Boyd praises Pasternak Slater’s book as a “superb piece of work” and her writing as “limipid and elegant,” and he predicts it will become a “classic, enduring study.” He remarks on her “unrivalled knowledge” of all Waugh’s  work, which she calls on “to illuminate her trenchant scrutiny of the endlessly alluring novels.”

He parts company somewhat on the degree to which Pasternak Slater argues that Waugh’s reliance on his life provided:

…intricate, complex artistic patterns where I would see bolted-on “literary” themes. For me, A Handful of Dust is a sustained act of revenge against Waugh’s first wife, Evelyn Gardner, and her shocking desertion of him. Even the pretentious title can’t disguise the fact. Brideshead Revisited is thinly veiled nostalgic autobiography – at its best – not “the operation of divine grace on a group of diverse but closely connected characters”, as Waugh himself intoned in the novel’s preface. The Sword of Honour trilogy is essentially Waugh’s war recounted, with all its absurdity, personal slights and bitterness, not some symbolic conflict between the values of Christendom and the atheistic impulses of Soviet Russia, and the shameful compromises of Britain’s wartime alliance with her.

Boyd is less impressed by Eade’s book. He sees little need for a new biography, citing those by Martin Stannard and Selina Hastings as the standards, as well as the shorter work by Michael Barber. Recognizing that Eade had access to new material such as Waugh’s letters to Teresa Jungman, Boyd is disappointed by the contents of those as disclosed by Eade:

… if the quoted extracts are any guide, this is no new Abelard and Heloise. Waugh is a great letter writer – witness his long correspondence with Nancy Mitford and Ann Rothermere – but these letters to Jungman seem standard adolescent lovelorn pleading. The sense of disappointment is acute…But Waugh is infinitely fascinating, and Eade’s new biography will doubtless add to that fascination. 

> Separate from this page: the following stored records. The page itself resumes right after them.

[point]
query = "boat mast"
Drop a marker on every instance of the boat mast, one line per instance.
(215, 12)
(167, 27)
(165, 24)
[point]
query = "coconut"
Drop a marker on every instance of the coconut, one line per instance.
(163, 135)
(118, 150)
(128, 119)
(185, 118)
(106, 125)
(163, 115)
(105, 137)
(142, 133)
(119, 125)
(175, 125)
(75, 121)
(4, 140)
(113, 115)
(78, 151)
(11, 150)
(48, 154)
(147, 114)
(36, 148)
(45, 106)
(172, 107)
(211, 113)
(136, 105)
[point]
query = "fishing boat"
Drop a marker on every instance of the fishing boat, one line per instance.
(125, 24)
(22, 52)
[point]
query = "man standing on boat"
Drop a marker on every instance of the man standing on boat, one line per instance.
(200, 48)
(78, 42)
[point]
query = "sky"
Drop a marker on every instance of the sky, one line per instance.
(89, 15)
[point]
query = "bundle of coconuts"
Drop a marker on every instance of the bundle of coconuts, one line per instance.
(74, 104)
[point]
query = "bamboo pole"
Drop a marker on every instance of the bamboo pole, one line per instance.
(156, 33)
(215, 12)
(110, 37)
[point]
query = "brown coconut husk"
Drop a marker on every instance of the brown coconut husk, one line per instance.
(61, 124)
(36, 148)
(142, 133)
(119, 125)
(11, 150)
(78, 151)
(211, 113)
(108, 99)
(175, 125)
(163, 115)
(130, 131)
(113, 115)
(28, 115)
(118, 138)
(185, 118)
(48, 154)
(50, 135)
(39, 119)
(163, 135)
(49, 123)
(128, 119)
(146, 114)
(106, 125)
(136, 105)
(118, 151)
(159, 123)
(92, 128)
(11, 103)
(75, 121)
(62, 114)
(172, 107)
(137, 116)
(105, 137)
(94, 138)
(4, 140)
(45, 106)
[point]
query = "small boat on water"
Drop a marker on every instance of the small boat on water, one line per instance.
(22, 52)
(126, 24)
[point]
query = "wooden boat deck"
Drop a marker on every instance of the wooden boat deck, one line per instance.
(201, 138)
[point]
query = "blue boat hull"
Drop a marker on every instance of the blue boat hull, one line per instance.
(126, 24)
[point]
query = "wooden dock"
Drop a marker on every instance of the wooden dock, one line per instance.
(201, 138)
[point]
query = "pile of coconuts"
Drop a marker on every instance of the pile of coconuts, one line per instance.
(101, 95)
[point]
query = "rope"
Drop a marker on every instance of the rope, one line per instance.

Boyd concludes his review by citing Pasternak Slater’s analysis which:

shrewdly points to two personal humiliations in Waugh’s life that tormented him and shaped him as a man (and a writer). The first was his betrayal by his first wife – and their subsequent divorce – and the second was the ignominious collapse of his career in the army during the second world war. From his young manhood he aspired to the aristocratic life and, when war began, he aspired to be an aristocratic warrior/soldier. In both instances he failed, and – as so often in English lives – the reason behind that failure, and the lifetime’s anguish that ensued, was to do with class. I suspect he was refused admission to these select clubs for many reasons – personality, demeanour, appearance, chippiness, too-clever-by-half; but whatever the reasons, he felt the rejections painfully and they effectively ruined his life.

Both books are currently available in the UK and can be ordered from amazon.co.uk, and both will be available later this year from US publishers.